The public appears aggressively clueless about the peak oil story. They do not accept any threats to the motoring regime. The news media is surely not helping sort things out. I saw a remarkable display of ignorance on CNN last week when the new resident idiot-maniac Glenn Beck hosted Teamster Union boss James Hoffa and they agreed that the oil companies were to blame for high fuel prices. To put it as plainly as possible, Beck doesn't know what the fuck he's talking about, and it's disgraceful that CNN gives free reign to this moron to misinform the public. It's perhaps equally amazing that Hoffa doesn't know we have entered a permanent global oil crisis based on demand having outrun supply. These two idiots think that if Exxon-Mobil built a new refinery down in Louisiana, everything would be fine, diesel fuel would go back down to 99 cents a gallon, and it would be Christmas every morning.

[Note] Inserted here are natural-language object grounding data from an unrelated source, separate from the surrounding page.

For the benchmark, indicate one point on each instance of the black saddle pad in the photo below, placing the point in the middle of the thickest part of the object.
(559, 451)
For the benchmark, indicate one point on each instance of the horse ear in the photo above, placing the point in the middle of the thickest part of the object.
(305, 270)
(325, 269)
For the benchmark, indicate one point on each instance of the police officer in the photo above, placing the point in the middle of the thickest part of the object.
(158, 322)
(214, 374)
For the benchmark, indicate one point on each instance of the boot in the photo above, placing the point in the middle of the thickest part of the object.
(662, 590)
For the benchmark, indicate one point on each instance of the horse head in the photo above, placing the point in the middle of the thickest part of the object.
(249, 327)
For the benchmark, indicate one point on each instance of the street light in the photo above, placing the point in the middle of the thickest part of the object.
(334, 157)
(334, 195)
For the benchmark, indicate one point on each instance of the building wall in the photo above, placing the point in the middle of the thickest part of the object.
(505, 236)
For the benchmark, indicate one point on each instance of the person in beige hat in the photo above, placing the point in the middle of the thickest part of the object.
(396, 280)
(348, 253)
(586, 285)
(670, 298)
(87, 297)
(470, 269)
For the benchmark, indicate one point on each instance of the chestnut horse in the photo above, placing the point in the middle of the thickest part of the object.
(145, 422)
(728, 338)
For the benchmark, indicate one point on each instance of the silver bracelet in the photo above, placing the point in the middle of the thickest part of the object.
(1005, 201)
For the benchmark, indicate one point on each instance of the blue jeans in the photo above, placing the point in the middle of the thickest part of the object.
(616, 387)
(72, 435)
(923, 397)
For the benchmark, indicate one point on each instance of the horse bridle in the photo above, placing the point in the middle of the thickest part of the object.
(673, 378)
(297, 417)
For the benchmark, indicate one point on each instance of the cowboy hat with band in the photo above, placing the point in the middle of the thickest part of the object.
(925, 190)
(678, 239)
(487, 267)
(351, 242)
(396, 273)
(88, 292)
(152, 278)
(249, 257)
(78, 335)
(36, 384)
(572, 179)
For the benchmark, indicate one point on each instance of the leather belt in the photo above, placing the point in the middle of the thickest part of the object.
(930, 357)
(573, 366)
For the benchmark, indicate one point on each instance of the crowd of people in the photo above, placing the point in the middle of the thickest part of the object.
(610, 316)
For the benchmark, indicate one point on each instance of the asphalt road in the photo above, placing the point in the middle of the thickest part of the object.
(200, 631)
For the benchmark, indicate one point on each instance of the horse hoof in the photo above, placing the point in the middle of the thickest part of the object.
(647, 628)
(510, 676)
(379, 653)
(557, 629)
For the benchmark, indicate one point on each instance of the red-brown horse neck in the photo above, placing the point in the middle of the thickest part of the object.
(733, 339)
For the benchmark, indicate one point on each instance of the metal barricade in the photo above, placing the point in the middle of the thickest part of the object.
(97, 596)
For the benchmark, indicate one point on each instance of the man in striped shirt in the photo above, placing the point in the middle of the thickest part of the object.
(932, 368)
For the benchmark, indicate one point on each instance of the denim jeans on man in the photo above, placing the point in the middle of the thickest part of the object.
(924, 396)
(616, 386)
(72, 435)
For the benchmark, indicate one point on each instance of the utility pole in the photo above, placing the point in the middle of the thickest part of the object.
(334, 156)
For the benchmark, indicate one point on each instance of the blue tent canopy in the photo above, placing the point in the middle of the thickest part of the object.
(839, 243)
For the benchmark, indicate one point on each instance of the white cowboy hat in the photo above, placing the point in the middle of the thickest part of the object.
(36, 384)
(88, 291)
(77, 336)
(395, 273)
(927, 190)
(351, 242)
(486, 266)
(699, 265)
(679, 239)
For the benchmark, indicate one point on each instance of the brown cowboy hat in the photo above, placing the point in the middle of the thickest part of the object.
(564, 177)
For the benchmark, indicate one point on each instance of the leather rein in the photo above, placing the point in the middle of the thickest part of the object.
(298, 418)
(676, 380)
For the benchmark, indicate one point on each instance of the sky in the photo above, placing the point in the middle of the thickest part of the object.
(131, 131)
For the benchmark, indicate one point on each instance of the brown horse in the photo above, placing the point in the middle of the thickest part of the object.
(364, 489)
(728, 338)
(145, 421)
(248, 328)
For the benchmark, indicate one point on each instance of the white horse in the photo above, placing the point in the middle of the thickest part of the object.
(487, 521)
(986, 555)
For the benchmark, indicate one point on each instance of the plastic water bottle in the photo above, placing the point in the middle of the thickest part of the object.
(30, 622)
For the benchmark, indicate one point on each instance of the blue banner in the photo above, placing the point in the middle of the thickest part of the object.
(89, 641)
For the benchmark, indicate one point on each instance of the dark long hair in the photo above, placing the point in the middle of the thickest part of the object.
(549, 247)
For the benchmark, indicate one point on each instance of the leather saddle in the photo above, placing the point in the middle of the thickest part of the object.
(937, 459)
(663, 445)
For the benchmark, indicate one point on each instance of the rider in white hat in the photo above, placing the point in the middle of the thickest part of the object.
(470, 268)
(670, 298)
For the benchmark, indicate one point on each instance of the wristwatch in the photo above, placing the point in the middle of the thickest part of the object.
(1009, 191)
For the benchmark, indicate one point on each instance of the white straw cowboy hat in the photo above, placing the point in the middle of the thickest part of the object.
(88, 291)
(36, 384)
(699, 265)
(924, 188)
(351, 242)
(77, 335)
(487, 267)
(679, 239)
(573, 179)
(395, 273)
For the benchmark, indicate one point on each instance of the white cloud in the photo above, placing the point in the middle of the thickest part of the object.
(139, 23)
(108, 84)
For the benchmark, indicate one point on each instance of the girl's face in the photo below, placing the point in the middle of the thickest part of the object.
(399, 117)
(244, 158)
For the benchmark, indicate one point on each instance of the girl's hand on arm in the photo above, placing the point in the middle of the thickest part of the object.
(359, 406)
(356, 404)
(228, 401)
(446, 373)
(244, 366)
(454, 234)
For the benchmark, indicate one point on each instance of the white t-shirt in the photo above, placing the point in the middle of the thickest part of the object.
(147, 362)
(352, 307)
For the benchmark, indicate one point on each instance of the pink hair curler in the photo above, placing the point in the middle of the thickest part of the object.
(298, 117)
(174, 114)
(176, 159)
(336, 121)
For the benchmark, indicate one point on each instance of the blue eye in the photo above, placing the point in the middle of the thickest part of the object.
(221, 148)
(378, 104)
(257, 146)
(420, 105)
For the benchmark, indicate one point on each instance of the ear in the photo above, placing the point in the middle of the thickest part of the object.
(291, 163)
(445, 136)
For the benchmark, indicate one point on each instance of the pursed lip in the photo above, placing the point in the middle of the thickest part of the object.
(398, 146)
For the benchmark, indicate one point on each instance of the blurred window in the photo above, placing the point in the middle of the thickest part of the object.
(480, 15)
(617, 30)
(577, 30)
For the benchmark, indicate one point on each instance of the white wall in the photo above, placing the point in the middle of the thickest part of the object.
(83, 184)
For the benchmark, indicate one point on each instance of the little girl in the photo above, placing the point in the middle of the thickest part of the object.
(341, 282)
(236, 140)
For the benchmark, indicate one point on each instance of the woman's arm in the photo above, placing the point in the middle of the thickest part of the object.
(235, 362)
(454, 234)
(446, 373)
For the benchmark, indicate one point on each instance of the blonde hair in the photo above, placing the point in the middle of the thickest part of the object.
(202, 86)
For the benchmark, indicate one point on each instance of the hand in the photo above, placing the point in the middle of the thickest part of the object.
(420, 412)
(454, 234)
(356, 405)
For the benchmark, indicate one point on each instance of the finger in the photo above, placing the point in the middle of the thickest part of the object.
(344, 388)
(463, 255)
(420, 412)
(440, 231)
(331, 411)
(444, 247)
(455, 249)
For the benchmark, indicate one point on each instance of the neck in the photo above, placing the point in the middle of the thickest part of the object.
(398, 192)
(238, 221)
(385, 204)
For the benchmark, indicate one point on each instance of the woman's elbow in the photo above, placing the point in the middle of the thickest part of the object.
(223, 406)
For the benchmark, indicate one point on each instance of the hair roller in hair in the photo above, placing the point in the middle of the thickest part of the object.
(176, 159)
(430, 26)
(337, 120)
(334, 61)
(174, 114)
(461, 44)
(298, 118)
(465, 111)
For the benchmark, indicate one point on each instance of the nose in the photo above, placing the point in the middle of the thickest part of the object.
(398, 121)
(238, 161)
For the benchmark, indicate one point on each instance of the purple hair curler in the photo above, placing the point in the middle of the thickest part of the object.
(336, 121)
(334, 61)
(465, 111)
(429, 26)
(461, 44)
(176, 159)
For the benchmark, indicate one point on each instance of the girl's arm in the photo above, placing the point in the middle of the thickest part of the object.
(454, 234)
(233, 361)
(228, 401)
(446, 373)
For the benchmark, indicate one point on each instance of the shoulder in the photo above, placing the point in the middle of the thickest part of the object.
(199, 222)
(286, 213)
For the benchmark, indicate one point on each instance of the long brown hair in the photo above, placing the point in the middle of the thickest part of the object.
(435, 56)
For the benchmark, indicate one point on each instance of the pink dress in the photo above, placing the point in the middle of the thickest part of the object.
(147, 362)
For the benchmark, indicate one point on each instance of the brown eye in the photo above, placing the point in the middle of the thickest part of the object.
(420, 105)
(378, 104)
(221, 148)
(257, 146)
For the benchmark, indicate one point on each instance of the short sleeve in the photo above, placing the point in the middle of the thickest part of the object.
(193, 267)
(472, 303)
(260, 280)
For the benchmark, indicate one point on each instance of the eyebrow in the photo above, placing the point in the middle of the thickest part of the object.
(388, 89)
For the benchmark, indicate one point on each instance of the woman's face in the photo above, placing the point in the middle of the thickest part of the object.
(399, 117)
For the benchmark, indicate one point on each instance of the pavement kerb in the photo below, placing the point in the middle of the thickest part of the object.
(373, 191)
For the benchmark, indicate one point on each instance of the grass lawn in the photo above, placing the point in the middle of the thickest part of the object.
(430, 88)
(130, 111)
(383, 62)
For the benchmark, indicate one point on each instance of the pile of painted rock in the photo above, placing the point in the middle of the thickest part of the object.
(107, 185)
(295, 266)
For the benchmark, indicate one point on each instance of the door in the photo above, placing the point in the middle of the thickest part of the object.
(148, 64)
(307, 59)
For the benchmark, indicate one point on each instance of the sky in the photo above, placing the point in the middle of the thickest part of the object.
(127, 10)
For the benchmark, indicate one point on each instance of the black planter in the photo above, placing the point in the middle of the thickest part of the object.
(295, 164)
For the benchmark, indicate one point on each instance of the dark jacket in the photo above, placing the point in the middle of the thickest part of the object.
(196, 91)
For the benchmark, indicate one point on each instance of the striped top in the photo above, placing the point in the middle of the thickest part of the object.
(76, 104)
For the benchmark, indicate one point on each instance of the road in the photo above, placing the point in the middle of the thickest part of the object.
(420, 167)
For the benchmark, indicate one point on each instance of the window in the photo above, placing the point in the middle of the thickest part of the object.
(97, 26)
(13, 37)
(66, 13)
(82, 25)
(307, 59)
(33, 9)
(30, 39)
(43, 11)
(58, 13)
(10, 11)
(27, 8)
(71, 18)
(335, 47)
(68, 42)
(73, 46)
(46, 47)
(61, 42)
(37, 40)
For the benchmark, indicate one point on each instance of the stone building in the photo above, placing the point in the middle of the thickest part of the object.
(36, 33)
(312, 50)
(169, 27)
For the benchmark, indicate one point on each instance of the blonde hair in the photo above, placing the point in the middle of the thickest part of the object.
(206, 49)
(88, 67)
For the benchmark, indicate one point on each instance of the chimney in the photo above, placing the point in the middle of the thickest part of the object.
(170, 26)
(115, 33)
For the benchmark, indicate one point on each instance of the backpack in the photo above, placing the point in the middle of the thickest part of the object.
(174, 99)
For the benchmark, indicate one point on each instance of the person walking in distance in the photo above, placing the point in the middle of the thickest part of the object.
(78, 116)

This has been a pretty remarkable month, actually, with all the problems of "The Long Emergency" accelerating impressively. Oil is now testing the $120 mark, the airline industry is imploding (largely over fuel costs), the housing scene has reached a degree of collapse unseen since the 1930s, food shortages have strayed out of the Third World and begun to affect Japan and the USA, bats are dying of a mysterious disease in the Northeast, and the Arctic sea ice is shrinking away to nothing.
We're in a strange collective psychic bubble. We'd like to forget about all these troubling rumors of hardship and bad weather and just get on with the daily task of making a living and paying for stuff and enjoying our customary entertainments. The comforting ceremonies of everyday life seem to continue. The freeways are still full of cars. Nancy Grace comes on TV dependably at 8 p.m. and is there deploring the latest pervert arrest. The baseball season has ramped up and the teams are criss-crossing the nation in their chartered airplanes. The stock market is actually going up -- what's wrong with that?
But there's an equally eerie vibe out there that things are seriously out-of-whack. We're on the edge of something. We're at the entrance of a dark passage where some of the ceremonies of daily life meet resistance. You go to the WalMart and five of your six credit cards are refused. Uh oh. It begins to dawn on you that you're spending a quarter of your take-home pay filling up the gas-tank every week. There's no dial tone when you pick up the telephone. How could all the supermarkets in town be out of rice? The local hospital just declared bankruptcy. The neighbors down the street auctioned off all their furniture in the driveway last week. Why does the cat pick up so many ticks these days?
Events are not through with us this year. They'll keep moving where they will whether we believe in them or not. I'm hardly even convinced that it matters who wins the presidential race this year. It could end up being the world's biggest booby prize.